WIEN taz ■ Liese Prokop, die Innenministerin der am 1. Oktober abgewählten aber noch immer interimistisch amtierenden österreichischen Regierung, ist am Silvesterabend überraschend gestorben. Sie erlag einem Riss der Aorta nahe dem Herzen auf dem Transport zum Krankenhaus der niederösterreichischen Hauptstadt St. Pölten. Die 65-jährige ehemalige Spitzensportlerin hatte zwei Jahre als Innenministerin im Kabinett Wolfgangs Schüssels gedient.
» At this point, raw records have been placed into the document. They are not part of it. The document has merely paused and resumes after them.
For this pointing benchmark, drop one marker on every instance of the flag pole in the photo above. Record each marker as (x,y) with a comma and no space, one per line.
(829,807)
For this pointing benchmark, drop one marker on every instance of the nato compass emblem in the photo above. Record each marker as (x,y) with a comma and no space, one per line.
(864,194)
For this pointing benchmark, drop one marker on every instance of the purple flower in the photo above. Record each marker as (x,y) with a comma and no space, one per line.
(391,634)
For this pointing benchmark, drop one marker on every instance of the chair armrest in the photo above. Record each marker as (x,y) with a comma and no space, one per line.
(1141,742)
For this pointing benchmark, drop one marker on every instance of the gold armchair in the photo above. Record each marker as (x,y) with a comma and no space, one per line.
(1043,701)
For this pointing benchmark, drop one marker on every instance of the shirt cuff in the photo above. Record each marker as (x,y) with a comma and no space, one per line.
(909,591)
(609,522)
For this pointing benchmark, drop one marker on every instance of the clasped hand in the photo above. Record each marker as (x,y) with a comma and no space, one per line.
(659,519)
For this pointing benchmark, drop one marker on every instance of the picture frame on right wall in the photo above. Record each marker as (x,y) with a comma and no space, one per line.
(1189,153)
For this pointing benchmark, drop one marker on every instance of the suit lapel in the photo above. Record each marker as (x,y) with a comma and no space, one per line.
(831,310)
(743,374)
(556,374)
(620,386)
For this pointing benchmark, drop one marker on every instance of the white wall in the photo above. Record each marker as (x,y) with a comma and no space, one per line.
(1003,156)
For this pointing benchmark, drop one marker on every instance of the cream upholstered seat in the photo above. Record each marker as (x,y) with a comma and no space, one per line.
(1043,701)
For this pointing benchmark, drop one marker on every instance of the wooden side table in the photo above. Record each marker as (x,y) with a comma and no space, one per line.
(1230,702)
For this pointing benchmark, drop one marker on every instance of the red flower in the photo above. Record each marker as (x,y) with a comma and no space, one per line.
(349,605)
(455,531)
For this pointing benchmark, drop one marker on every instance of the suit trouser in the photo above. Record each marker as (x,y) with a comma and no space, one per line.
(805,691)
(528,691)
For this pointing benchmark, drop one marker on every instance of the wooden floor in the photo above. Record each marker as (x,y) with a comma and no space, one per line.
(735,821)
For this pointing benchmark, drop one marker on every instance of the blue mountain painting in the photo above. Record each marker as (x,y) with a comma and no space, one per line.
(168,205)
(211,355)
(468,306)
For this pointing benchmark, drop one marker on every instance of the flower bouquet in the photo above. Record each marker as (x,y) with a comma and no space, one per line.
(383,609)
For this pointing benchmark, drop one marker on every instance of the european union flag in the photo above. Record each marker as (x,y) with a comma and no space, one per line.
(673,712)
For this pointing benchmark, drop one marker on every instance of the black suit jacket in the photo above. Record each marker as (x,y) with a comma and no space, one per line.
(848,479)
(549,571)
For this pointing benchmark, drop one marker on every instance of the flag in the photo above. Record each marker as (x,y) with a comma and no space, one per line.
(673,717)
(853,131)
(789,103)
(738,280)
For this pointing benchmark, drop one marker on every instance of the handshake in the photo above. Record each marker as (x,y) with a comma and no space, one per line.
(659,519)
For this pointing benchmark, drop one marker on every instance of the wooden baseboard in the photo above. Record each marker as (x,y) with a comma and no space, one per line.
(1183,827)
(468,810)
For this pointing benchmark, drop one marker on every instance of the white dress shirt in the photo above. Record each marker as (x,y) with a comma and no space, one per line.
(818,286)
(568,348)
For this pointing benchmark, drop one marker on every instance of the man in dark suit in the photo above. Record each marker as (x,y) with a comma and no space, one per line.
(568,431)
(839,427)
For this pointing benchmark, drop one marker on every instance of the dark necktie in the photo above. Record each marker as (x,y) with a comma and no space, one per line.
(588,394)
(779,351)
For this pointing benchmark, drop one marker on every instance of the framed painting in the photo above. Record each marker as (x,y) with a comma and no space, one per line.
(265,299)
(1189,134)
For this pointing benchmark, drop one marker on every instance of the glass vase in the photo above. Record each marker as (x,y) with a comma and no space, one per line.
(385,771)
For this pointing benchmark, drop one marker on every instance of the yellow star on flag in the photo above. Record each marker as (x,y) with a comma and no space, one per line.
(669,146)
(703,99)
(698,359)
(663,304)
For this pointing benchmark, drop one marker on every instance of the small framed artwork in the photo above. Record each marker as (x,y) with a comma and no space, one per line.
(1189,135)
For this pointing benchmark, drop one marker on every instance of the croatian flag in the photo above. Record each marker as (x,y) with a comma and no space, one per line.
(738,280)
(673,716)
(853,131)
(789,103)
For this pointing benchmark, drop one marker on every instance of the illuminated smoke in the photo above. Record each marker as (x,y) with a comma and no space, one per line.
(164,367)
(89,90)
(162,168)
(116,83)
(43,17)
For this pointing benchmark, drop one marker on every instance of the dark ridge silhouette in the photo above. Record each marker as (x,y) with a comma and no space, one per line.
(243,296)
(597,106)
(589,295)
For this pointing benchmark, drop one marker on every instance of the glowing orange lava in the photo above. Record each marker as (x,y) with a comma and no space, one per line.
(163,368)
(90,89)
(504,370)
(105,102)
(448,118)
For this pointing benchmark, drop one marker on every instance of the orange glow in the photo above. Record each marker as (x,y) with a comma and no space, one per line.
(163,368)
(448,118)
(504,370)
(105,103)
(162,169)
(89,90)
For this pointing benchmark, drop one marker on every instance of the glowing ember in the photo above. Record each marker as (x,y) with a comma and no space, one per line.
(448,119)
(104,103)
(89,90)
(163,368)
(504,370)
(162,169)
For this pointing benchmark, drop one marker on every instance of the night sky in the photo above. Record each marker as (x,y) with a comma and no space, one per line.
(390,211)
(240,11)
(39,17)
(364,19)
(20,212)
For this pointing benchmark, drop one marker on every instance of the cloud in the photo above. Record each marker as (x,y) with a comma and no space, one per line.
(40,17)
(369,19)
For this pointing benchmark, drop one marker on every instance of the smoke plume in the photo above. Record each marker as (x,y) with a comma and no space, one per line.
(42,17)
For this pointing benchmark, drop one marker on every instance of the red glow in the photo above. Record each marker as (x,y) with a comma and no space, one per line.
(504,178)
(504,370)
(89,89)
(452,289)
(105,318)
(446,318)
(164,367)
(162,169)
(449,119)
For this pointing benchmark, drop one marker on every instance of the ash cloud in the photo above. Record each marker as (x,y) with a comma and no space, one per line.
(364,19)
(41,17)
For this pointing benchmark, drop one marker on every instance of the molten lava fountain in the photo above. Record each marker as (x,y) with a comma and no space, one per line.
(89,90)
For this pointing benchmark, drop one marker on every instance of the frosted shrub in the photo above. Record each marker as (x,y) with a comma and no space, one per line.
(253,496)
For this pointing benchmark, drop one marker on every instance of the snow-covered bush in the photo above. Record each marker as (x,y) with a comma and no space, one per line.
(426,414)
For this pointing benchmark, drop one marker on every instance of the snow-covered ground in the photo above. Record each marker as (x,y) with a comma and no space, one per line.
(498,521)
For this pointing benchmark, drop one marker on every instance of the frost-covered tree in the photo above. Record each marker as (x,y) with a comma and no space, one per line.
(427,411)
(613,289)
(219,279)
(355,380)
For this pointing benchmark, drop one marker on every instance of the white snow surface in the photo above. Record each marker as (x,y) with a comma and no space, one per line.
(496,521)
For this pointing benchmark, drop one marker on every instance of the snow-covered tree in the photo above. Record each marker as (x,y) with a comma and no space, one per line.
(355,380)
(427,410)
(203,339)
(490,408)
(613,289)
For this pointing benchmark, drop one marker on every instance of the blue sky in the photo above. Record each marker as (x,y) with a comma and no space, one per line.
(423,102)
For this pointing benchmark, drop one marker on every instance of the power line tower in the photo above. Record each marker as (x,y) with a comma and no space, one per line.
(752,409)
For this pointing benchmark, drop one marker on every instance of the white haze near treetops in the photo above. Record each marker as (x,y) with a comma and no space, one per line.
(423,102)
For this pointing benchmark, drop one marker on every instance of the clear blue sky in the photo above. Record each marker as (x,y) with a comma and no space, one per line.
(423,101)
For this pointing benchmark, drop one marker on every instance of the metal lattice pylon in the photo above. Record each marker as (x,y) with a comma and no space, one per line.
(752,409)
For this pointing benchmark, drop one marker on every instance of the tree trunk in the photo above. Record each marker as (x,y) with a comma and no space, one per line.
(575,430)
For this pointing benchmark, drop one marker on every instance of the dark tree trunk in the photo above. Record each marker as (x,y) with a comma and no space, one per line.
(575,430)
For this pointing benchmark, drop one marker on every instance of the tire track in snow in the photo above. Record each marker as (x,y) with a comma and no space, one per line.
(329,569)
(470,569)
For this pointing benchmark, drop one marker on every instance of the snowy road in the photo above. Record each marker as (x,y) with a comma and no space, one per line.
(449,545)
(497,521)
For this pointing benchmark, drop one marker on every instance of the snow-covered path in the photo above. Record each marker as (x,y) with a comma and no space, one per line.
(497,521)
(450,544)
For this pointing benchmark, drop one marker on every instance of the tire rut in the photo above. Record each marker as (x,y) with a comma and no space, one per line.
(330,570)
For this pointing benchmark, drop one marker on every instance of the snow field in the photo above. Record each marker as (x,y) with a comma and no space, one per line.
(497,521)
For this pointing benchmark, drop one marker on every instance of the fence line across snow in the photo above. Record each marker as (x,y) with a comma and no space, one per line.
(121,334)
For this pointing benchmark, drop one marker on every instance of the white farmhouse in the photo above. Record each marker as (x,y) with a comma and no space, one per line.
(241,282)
Lange Jahre war sie ÖVP-Landespolitikerin in Niederösterreich und enge Vertraute von Landeshauptmann Erwin Pröll. Sie gehörte zu den wenigen Quereinsteigerinnen aus dem Sport, die mehr als ein kurzzeitiges Dekorationsstück in der Politik blieb.

Prokop war in den letzten Monaten vor allem in Zusammenhang mit der Verschärfung von Fremdenrecht und Staatsbürgerschaftsgesetz, die 2006 in Kraft traten, in die Schlagzeilen gekommen. Menschenrechtsorganisationen würdigten sie zwar als verbindlichere Gesprächspartnerin als ihren Vorgänger, den unzugänglichen Ernst Strasser. Doch in der Substanz setzte sie dessen Politik fort: politische Umfärbung in Bürokratie und Polizeiapparat einerseits, Behandlung von Ausländern in erster Linie als sicherheitspolitisches Problem andererseits.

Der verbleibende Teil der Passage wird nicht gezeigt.